National Labor Relations Board v. Noel Canning

The Recess Appointments Clause is an exception to the normal constitutional requirement that the Senate confirm presidential officers. It allows the president “to fill up all Vacancies that may happen during the Recess of the Senate.” President Obama announced three NLRB appointments Jan. 4, 2012, when the Senate was operating every Tuesday and Friday until Jan. 20 under a resolution calling for pro forma sessions with “no business transacted.”

Did the three vacancies (1) “happen during” (2) “the recess”? A unanimous Supreme Court held that the president’s appointments were unconstitutional, but split 5-4 on the rationale. That split was deep, as we shall see in a moment. The two camps of justices used different methodologies and divided over the decision’s ramifications for the executive/legislative power balance. The court did not examine what Noel Canning would do to Labor Board decisions that lacked a quorum.

The majority (Breyer plus Kennedy, Ginsburg, Kagan and Sotomayor) held that vacancies occurring before a recess should be construed to “happen during” the recess.
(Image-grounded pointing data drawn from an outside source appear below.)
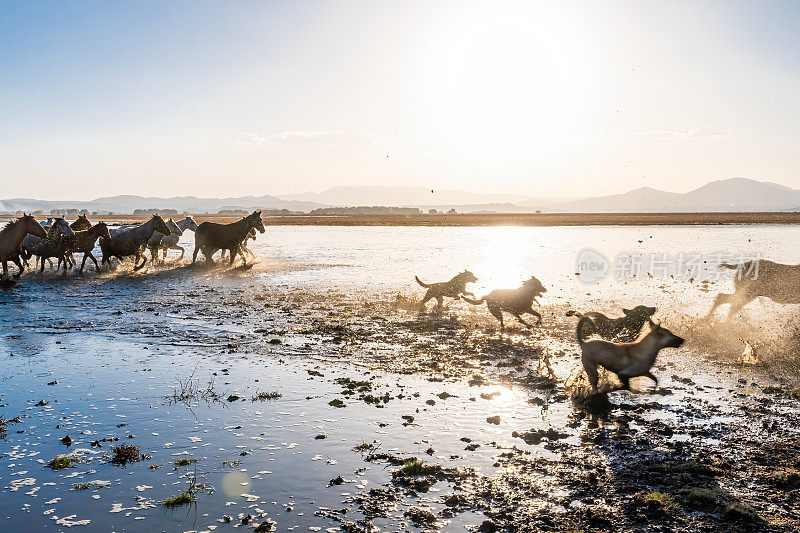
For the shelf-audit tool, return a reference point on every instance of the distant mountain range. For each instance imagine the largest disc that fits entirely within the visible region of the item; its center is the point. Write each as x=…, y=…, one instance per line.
x=188, y=204
x=735, y=194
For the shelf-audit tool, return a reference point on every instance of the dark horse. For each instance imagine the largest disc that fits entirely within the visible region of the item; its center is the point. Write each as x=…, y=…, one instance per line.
x=131, y=241
x=83, y=241
x=210, y=237
x=11, y=237
x=81, y=223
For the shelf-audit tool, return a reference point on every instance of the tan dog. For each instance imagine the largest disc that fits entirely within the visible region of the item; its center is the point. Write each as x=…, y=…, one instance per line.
x=514, y=301
x=627, y=360
x=452, y=289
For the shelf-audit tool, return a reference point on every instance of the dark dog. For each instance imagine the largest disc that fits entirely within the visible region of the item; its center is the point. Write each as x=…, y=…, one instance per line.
x=623, y=329
x=627, y=360
x=514, y=301
x=454, y=288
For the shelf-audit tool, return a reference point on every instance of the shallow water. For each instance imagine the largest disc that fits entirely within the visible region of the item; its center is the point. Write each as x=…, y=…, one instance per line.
x=118, y=343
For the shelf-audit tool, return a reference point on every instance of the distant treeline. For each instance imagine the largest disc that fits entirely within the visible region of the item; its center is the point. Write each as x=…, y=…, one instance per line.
x=153, y=211
x=264, y=212
x=365, y=210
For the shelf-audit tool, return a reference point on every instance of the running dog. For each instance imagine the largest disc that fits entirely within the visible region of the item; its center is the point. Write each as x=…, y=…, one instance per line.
x=514, y=301
x=454, y=288
x=623, y=329
x=627, y=360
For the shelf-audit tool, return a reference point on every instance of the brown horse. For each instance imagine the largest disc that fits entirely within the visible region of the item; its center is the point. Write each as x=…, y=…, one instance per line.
x=11, y=237
x=81, y=223
x=83, y=241
x=211, y=237
x=243, y=249
x=776, y=281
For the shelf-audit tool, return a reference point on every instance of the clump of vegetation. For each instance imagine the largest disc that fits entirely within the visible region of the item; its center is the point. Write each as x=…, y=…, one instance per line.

Justice Breyer noted: “the most natural meaning of “happens” as applied to a “vacancy” (at least to the modern ear) is that the vacancy “happens” when it first occurs.” But he concluded that purpose (augmenting presidential power) and historical practice (recess appointments for at least 75 years) trumped the natural meaning of “happen during.” Presidents thus may make recess appointments to fill vacancies that begin before the recess.
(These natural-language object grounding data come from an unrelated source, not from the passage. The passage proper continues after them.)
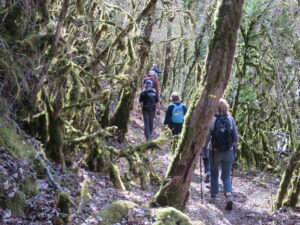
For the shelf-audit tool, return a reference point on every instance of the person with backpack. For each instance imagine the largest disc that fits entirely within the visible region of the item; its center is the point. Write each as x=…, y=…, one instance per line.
x=149, y=101
x=204, y=157
x=223, y=136
x=155, y=68
x=175, y=114
x=152, y=76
The more complex argument was over what “the recess” means. Justice Breyer said: “the recess” might suggest that the phrase refers to the single break separating formal sessions of Congress [as] “the” frequently (but not always) indicates “a particular thing.”

But he concluded that “the” means not only the inter-session recess every two years but also numerous shorter intra-session recesses. Purpose (“continued functioning” of the government absent the Senate), history (“thousands” of post-WWII intra-session appointments without formal Senate objection) and Senate practices (longer sessions, more short intra-session breaks) convinced the court that “the Recess” means any substantial break in Senate sessions. However, these appointments were unlawful, said the majority, because they were made when the Senate, under its own resolution, held sessions every three days that could have been used to conduct business. The court also opined that adjournments for four to 10 days were “presumptively” too short for recess appointments absent “unusual circumstances” like a “national catastrophe.”

Concurring only in the result, Justice Scalia (with Chief Justice Roberts and Justices Thomas and Alito) chastised the majority for ignoring the Constitution’s text, manufacturing history (“roughly 90 percent of all the intra-session recess appointments in our history have been made since 1945”), and creating an unclear rule that encourages presidents to circumvent the Senate. Justice Scalia decried “expansion of executive power at the expense of Congress” with great “damage done to our separation of powers jurisprudence generally.”

What does the decision mean? Specifically, Noel Canning overturns hundreds of NLRB cases decided between Jan. 4, 2012, and confirmation of three new nominees many months later. Some of these cases are now moot, others might be affirmed promptly, and a few might be reheard or even reversed. Noel Canning may also throw into doubt decisions by NLRB Regional Directors in Los Angeles, Tampa, Philadelphia, and Boston who were appointed by the unconstitutional Board.

More generally, does the decision (1) upset the balance between presidential appointment power and Senate confirmation power and (2) damage the court’s entire separation-of-powers jurisprudence? I doubt the appointment power has been seriously altered. The Senate can control its own recesses; if enough senators object to recess appointments on policy grounds, the Senate can block the president from circumventing its role in the appointments process. What the Senate loses is an automatic win over the president; it has to assert its confirmation prerogative.

As for the court’s separation-of-powers jurisprudence, that jurisprudence was far from clear before Noel Canning. Constitutional Law students read cases that use formal methodology (what Scalia advocated here) and functionalism (what the majority used here). The long-term results are unclear as Noel Canning enters the constellation of cases framing future battles between presidents and Congresses mediated by the Supreme Court.